Wie in jedem anderen MLM System, steht ein Berater (der Einfachheitshalber benutzen wir nur die männliche Form und stellen sie neutral, auch Beraterinnen sind damit gemeint) an der Spitze seiner jeweiligen Struktur. Gewinnt dieser nun neue direkte Partner, werden diese Partner immer in der ersten Ebene unter ihm platziert. Es wird also keine Ebene übersprungen. Daher kommt der Name „Unilevel Plan“

Da so alle direkten Partner in die gleiche, die erste Ebene, kommen, ist diese Ebene in der Breite unbegrenzt. Ansonsten würde der Berater in seinem Erfolg beschränkt werden, und das will niemand.

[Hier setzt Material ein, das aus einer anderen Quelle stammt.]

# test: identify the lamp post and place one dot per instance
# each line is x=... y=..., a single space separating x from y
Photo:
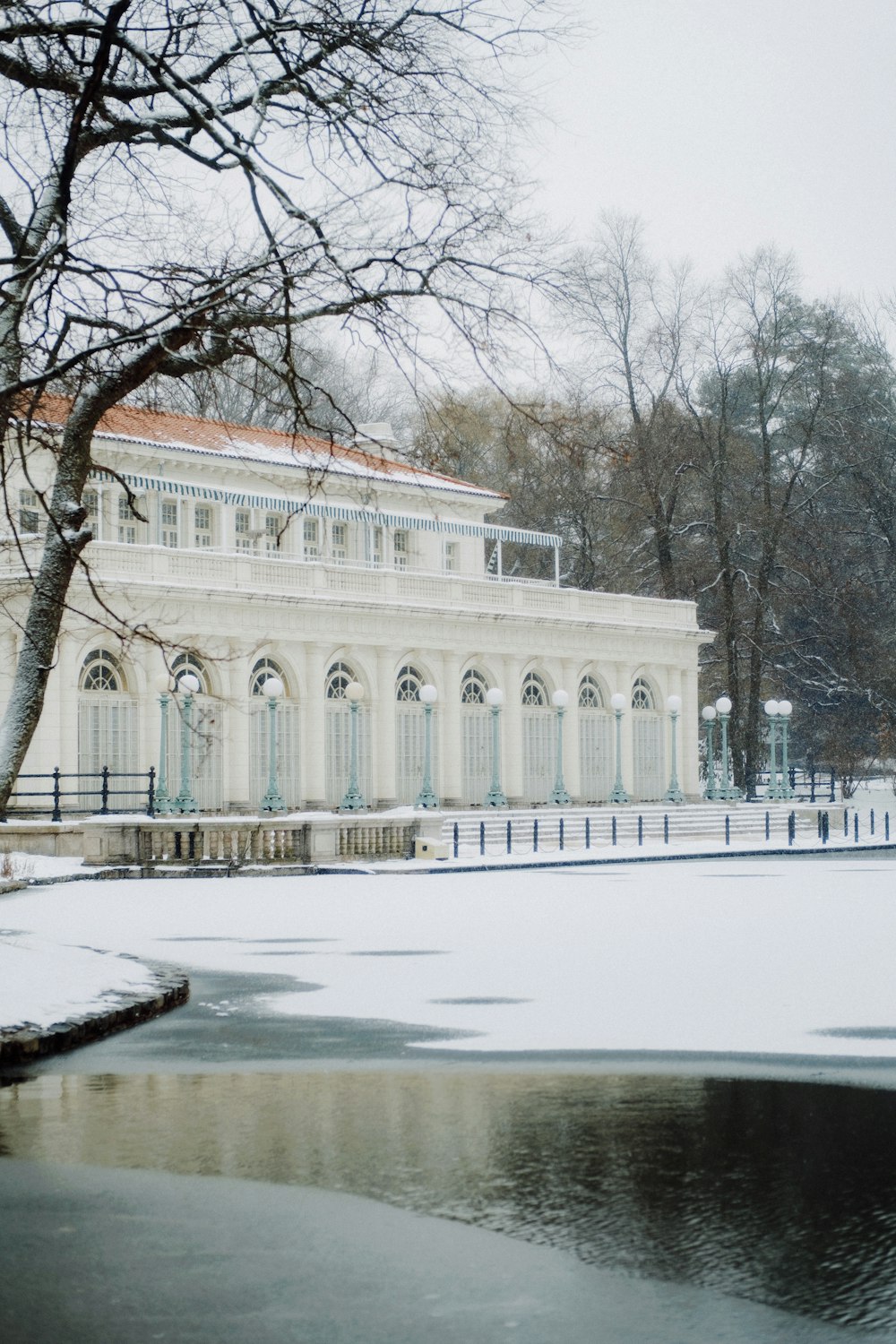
x=618 y=703
x=163 y=806
x=354 y=798
x=772 y=710
x=673 y=793
x=785 y=710
x=273 y=688
x=710 y=719
x=727 y=789
x=426 y=797
x=188 y=685
x=495 y=797
x=559 y=795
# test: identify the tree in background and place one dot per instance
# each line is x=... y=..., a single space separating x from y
x=177 y=183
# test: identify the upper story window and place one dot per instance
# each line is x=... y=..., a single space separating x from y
x=29 y=513
x=203 y=526
x=242 y=530
x=473 y=687
x=642 y=695
x=126 y=521
x=339 y=540
x=169 y=532
x=311 y=539
x=273 y=529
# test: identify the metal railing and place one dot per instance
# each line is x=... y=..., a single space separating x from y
x=102 y=787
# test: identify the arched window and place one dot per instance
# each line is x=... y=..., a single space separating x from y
x=533 y=691
x=263 y=669
x=590 y=694
x=408 y=685
x=190 y=663
x=338 y=680
x=473 y=687
x=595 y=742
x=288 y=737
x=101 y=672
x=641 y=695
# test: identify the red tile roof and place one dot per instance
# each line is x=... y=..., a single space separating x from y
x=175 y=430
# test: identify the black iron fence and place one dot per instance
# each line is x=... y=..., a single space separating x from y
x=101 y=793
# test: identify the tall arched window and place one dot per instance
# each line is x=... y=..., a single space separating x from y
x=288 y=736
x=210 y=730
x=648 y=741
x=263 y=669
x=642 y=695
x=538 y=739
x=338 y=737
x=191 y=663
x=595 y=742
x=476 y=738
x=408 y=685
x=410 y=736
x=473 y=687
x=101 y=671
x=108 y=733
x=535 y=691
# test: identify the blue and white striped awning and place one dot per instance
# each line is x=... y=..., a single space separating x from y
x=341 y=513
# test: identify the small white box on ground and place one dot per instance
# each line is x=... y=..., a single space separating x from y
x=430 y=849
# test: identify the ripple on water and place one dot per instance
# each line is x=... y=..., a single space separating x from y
x=778 y=1193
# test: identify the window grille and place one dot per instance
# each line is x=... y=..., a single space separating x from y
x=29 y=515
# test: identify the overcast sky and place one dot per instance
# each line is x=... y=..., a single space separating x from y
x=727 y=124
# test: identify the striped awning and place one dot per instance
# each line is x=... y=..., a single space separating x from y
x=343 y=513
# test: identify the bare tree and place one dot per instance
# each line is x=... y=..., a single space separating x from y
x=177 y=179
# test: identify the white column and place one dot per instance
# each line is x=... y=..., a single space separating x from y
x=314 y=725
x=512 y=731
x=452 y=733
x=383 y=706
x=571 y=765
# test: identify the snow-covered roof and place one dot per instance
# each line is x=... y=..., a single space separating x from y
x=253 y=444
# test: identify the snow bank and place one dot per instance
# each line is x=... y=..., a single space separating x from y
x=732 y=956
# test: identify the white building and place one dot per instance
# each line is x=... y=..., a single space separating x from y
x=257 y=554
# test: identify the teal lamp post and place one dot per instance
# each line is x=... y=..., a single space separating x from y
x=673 y=793
x=559 y=796
x=163 y=806
x=727 y=789
x=188 y=685
x=273 y=688
x=785 y=710
x=618 y=703
x=354 y=798
x=774 y=790
x=495 y=797
x=710 y=719
x=426 y=797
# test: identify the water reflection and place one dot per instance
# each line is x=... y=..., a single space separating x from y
x=780 y=1193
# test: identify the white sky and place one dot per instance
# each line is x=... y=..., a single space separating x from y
x=728 y=124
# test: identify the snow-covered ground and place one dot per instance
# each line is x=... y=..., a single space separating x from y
x=756 y=956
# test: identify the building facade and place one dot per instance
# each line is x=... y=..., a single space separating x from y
x=247 y=554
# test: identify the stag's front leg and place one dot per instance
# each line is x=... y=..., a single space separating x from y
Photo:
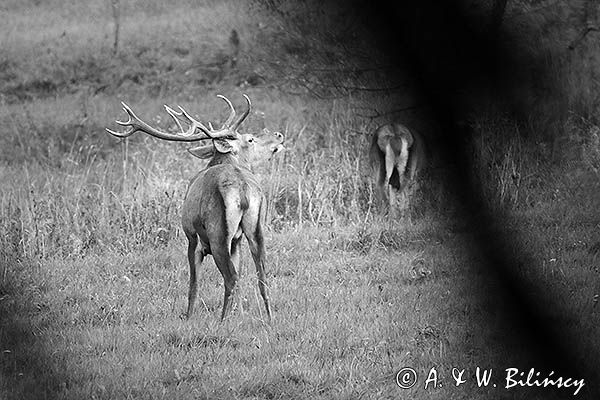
x=193 y=291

Wenn man das System weiter denkt, wird erkenntlich wie es nun weiter geht. Gewinnen die direkten Partner weitere Partner, werden diese in deren erster Ebene eingegliedert. Also sind diese indirekte Parnter des (hier orangenen) Beraters. Da die erste Ebene der direkten Partner auch nicht begrenzt ist, zeigt dies auch eine Unbegrenztheit in der zweiten Ebene des (orangenen) Beraters.

Wie verdiene ich in einem Unilevel Plan Geld?

Wie sind es nun mit dem Vergütungssystem in einem Unilevel Plan aus? Unabhängig von Unternehmen ist man immer an den Umsätzen der direkten Partner, also der ersten Ebene, beteiligt. Jedoch, ist es Unternehmensabhängig bis in welche Tiefe man an den indirekten Ebenen beteiligt ist. Nehmen wir offensichtlicherweise eFairSorger als Beispiel. Hier ist der Berater bis in die zweite Ebene, also die erste indirekte Ebene, beteiligt. Schließt ein direkter Partner aus der ersten Ebene einen Vertag ab, so erhält der (orangene) Berater 10€. Ist es nun ein indirekter Partner aus der zweiten Ebene, so erhält der (orangene) Berater 5€. Nehmen wir nochmal dieses Beispiel:

Angenommen der rote Berater schließt einen Vertrag ab. Daraufhin erhält der blaue Berater 10€, denn der rote Berater ist ein direkter Partner des blauen Beraters und somit in seiner ersten Ebene. Gleichzeitig erhält der orangene Berater 5€, denn der blaue Berater ist zusätzlich als indirekter Partner in der zweiten Ebene des orangenen Berater.

Ich hoffe mit diesem Artikel konnten wir dir den Unilevel Plan verständlich aufzeichnen.

 

Bis nächste Woche, wie immer Mittwoch um 18.00.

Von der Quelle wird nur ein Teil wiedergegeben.